Ce matin au tribunal administratif, nous avons entendu les conclusions de la rapporteure, qui confirment notre recours : la SPEM est une SPLA-IN, et une SPLA-IN ne peut pas réaliser de l’entretien et de maintenance.
Toutes les explications sont ici :
👉cem.ecoles-marseille.fr/ta2024/


Et heureusement ! Imaginez qu’une SPLA-IN puisse le faire : demain, n’importe quelle collectivité pourrait transférer la gestion de tout son patrimoine scolaire à une société publique. La Ville s’est engagée dans une impasse qu’elle a elle-même créée.

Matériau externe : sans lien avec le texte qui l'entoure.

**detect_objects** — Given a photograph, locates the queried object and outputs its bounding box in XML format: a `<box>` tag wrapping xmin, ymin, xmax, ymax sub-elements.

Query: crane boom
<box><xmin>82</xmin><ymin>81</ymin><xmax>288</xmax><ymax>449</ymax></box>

Nous restons persuadé que tout ceci a été orchestré sous pression du Plan Marseille en Grand, la ville a certainement été faible et négligente sur les risques de contentieux, Mais surtout FIN INFRA a manifestement été mauvais conseilleur !
On vous présente le directeur de FIN INFRA à la dernière PARIS INFRA WEEK youtube.com/watch?v=7dN2gF…
FIN INFRA : Service de conseil juridique et financier pour les collectivité …
Ecoutez-le ! il promeut l’appel au privé !
Il dit : « bien partager les risques du projet ! »
et encore ici : youtube.com/watch?v=wQiZ-i…
Urgence et performance ! on voit où ça mène …
FIN INFRA fait du lobby pour la privatisation des services publics.
Nous ne comprenons même pas que la ville ait pu faire confiance à FIN INFRA.